The developments of the past few days with regard to the umpteenth iteration of snoopgate — this time to do with a warning from Apple on ‘state sponsored attacks’ carried out on the smartphones of opposition leaders was a prescient throwback to the opening paragraphs of George Orwell’s prescient dystopian nightmare 1984. As we are introduced to our protagonist Winston Smith, we are told that, “There was of course no way of knowing whether you were being watched at any given moment. How often, or on what system, the Thought Police plugged in on any individual wire was guesswork. It was even conceivable that they watched everybody all the time.”

Winston’s fears were realised by his antecedents like Congress chief Mallikarjun Kharge, and party leaders like Shashi Tharoor, Pawan Khera, KC Venugopal, TMC MP Mahua Moitra and some aides of Rahul Gandhi who received a notification warning them of targeted attacks on their iPhones, aimed at hacking their devices. IT Minister Ashwini Vaishnaw rejected these claims, assuring that a thorough probe would be initiated. Apple, on its end, said it does not attribute the threat notifications to any specific State-sponsored attackers and that it cannot provide data on what causes such alerts. For all we know, it could be a false alarm.

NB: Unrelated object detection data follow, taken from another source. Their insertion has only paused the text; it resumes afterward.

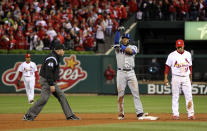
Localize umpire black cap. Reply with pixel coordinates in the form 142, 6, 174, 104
54, 43, 65, 50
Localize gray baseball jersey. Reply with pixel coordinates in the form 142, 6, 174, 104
115, 45, 143, 114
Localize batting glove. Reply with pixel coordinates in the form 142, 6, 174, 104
118, 26, 125, 31
120, 45, 126, 51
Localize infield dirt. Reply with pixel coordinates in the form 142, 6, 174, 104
0, 113, 207, 131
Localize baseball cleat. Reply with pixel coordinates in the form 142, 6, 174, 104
173, 116, 180, 120
22, 114, 34, 121
137, 113, 159, 120
29, 100, 34, 104
67, 115, 80, 120
118, 113, 124, 120
188, 116, 195, 120
137, 112, 149, 118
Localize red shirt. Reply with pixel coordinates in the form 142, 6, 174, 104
104, 68, 116, 80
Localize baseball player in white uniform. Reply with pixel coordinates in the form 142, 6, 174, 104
18, 54, 39, 104
113, 27, 147, 120
164, 39, 195, 120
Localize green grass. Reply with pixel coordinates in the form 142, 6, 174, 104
10, 122, 207, 131
0, 95, 207, 113
0, 95, 207, 131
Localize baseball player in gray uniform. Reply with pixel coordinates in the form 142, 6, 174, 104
23, 43, 80, 121
113, 27, 148, 120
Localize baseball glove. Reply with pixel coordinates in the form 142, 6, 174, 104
17, 80, 22, 87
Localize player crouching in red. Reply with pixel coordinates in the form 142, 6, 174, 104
164, 39, 195, 120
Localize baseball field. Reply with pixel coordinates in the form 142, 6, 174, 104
0, 94, 207, 131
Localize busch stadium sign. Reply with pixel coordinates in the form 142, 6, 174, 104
147, 84, 207, 95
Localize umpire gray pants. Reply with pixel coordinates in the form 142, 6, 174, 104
27, 76, 73, 119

This recurrence of the Peeping Tom behaviour is not new to India, a nation that is headed for elections next year. In 2021, there was the Pegasus scandal, involving a spyware tool developed by the Israel based NSO Group, which offered the programme to the governments of various countries that deployed it against leaders in the opposition, as well as intellectuals, thought leaders, journalists and dissidents. An independent consortium later discovered close to 40 correspondents, ministers and other officials in India were the subject of surveillance employed via Pegasus. The case was closed sans convictions in the absence of conclusive evidence linking the spyware software with the phones of the affected.

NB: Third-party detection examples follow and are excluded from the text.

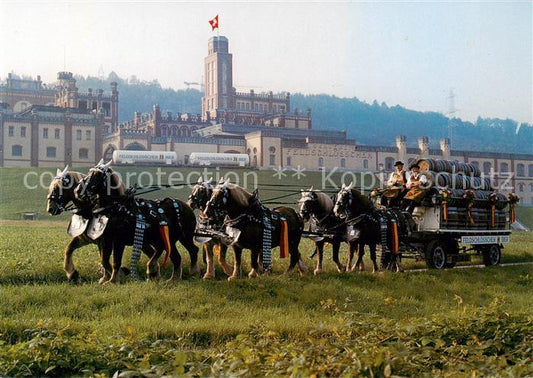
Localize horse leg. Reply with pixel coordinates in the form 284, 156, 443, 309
144, 246, 161, 281
106, 242, 126, 283
169, 244, 182, 281
332, 241, 346, 273
346, 242, 357, 272
182, 234, 201, 276
98, 240, 113, 285
63, 236, 82, 282
228, 247, 242, 281
313, 241, 324, 276
203, 241, 214, 280
369, 244, 379, 273
217, 243, 233, 276
352, 243, 365, 272
248, 249, 259, 278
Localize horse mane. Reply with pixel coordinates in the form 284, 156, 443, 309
108, 168, 126, 196
313, 190, 335, 214
228, 183, 252, 207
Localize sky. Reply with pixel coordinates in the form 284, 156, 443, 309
0, 0, 533, 123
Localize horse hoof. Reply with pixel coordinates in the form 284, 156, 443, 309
67, 270, 80, 283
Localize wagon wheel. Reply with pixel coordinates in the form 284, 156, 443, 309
483, 244, 502, 266
426, 240, 448, 269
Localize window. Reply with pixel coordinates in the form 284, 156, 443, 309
78, 148, 89, 159
516, 164, 526, 177
483, 161, 492, 175
385, 157, 394, 171
46, 147, 56, 157
11, 144, 22, 156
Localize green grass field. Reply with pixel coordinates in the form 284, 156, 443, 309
0, 169, 533, 377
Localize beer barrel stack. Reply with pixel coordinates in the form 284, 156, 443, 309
417, 159, 509, 230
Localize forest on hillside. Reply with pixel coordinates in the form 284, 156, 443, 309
76, 72, 533, 154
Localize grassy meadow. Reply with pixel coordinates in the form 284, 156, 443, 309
0, 169, 533, 377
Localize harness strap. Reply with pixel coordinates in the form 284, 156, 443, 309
130, 213, 146, 281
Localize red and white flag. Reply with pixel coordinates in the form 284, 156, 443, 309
209, 14, 218, 31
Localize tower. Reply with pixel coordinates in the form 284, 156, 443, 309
202, 37, 234, 119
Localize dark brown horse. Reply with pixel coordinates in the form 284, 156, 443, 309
298, 188, 358, 274
46, 166, 112, 283
333, 184, 381, 272
76, 163, 200, 282
205, 180, 307, 280
187, 177, 232, 280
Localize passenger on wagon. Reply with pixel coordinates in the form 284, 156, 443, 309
402, 163, 428, 214
381, 161, 407, 207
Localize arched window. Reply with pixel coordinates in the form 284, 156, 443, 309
483, 161, 492, 175
11, 144, 22, 156
385, 156, 394, 171
46, 147, 56, 158
516, 164, 526, 177
78, 148, 89, 159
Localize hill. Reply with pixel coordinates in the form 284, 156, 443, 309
76, 72, 533, 153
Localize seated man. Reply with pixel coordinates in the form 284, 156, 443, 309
402, 163, 428, 214
381, 161, 407, 207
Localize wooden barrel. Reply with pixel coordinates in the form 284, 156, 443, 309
417, 158, 439, 172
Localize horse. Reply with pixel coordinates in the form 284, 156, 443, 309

We should have abandoned any trace of shock on the misuse of our personal data or state-sponsored snooping in the aftermath of the Edward Snowden revelations. In 2013, the subcontractor with the National Security Agency (NSA) turned into a whistleblower as he leaked classified information pertaining to numerous global surveillance programs. Many such initiatives were led by the NSA and the Five Eyes intelligence alliance with the cooperation of telecom firms and European governments. Snowden was branded an enemy of the state and sought refuge in Russia, but his actions catalysed a discourse on national security and individual privacy.

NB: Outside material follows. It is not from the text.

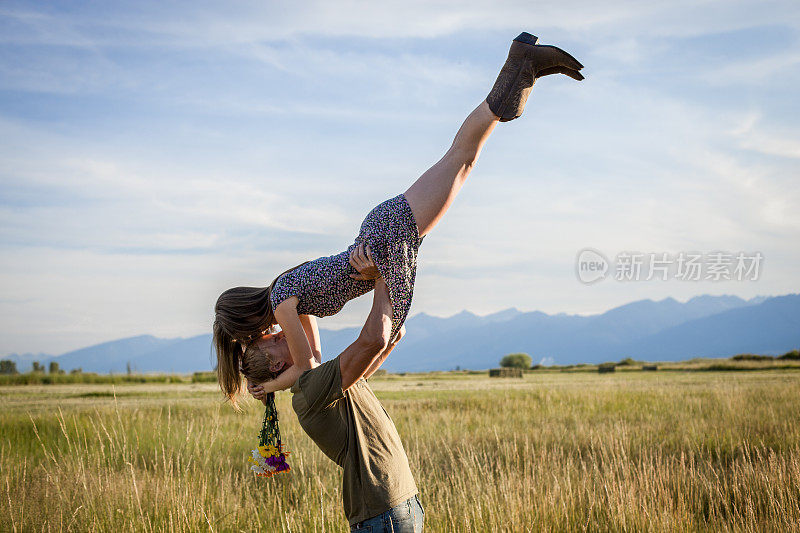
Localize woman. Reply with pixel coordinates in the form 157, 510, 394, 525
214, 33, 583, 402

Ironic, one would say, as five years ago, in a global first, Australia passed anti-encryption legislation to compel tech firms and service providers to build systems that permitted law enforcement agencies backdoor or secret access to messages on platforms like WhatsApp – in the form of push notifications that download malware to a target’s computer or phone. This was in line with its pursuit of ‘dangerous and controversial’ powers to crack encrypted communications. In May this year, Spain also expressed its keenness to ban end-to-end encryption. The leaked government documents accessed by Wired magazine said that in response to an EU proposal to scan private messages for illegal material, Madrid’s officials said it was imperative that it had access to the data. Still surprised about snooping?